Aquando da subida ao palco e assim que se senta, solitário, no seu banco, logo se nota que a acompanhar o seu banjo apenas traz a sua presença peculiar e as deambulações racionais acerca do que se vai lembrando em certos instantes ou em virtude daquilo que se vai passando no exterior. Extremamente comunicativo, define o vidro que separa o aquário da ZDB do exterior como uma televisão, e largas foram as vezes em que, não deixando de dedilhar no seu instrumento, falava acerca de algo que se passava fora do palco. Assim, enquanto toca assume-se como contador de histórias simples que lhe passam pela mente, dando a impressão que a sua memória e pensamentos não cessam e são transponíveis para o conjunto extenso de cordas que tem ao seu cuidado.

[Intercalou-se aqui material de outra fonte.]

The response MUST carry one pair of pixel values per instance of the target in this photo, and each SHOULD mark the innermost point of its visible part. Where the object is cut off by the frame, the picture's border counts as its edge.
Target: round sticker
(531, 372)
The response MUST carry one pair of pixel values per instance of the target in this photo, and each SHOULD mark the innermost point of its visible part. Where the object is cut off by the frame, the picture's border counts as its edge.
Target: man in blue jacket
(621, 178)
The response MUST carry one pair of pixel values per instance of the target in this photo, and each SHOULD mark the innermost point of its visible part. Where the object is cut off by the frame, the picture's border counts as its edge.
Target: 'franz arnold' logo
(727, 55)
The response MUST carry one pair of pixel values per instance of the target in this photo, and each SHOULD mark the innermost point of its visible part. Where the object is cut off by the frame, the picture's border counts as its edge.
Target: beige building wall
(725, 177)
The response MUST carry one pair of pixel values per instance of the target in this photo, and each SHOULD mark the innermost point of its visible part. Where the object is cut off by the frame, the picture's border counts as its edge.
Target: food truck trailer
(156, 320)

Se ao ouvir o seu álbum anterior, Say God, se poderia interpretar as declamações faladas ao longo do disco, como momentos de expressão, porventura, mais irrascíveis, na Galeria ZDB esses mesmos devaneios, opiniões e histórias eram traduzidas sob a forma de risos e sorrisos.

Daniel Higgs, ou o homem que foi capaz de tornar Peer Amid dosThe Skull Defekts um disco grandioso, não se limita apenas a tocar banjo, mas também a acompanhá-lo com murmúrios imperceptíveis ou com assobios que conferem uma intimidade muito própria, transpondo-se para o campo da meditação. Tal como afirmou, cantar é benéfico para a saúde mental e física e consequente bem-estar. A avaliar por aquilo que se testemunhou, a transmissão para quem esteve presente decorreu de forma subtil, mas eficaz. Um legado que nos foi a todos conferido. Um legado único de cariz humano e familiar. Um legado de proximidade para e com o público. Por fim, uma transmissão de carisma, sensibilidade e sabedoria. A noite de um mestre.

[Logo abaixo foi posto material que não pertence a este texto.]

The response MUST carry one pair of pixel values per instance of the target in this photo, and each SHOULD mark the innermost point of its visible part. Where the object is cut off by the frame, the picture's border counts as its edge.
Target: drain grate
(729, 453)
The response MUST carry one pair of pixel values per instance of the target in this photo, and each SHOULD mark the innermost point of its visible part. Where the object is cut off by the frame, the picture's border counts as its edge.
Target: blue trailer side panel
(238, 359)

Num dos vários momentos em que se dirigiu aos presentes, afirmou que não conseguia tocar em banjo os sons dos pássaros, no entanto, iria tentar fazer som que os mesmos pudessem gostar. De certo que gostariam e a ti, Daniel, deixo-te estes dois quartetos de Ken Follett, Os Pilares da Terra:

“Uma cotovia, apanhada na rede dum caçador,

Cantou então mais doce que nunca,

Como se a cadente melodia

Pudesse voar e a rede desfazer.

Ao cair da noite, o caçador levou a sua presa,

A cotovia, a liberdade nunca mais viu.

Todas as aves e os homens têm a morte certa,

Mas as canções podem ter vida eterna”

As canções de Daniel Higgs terão, certamente, vida eterna e se durante Beyond and Between referiu inúmeras vezes I Will Return, aquilo que se pode desejar é que esse regresso se concretize num curto espaço temporal.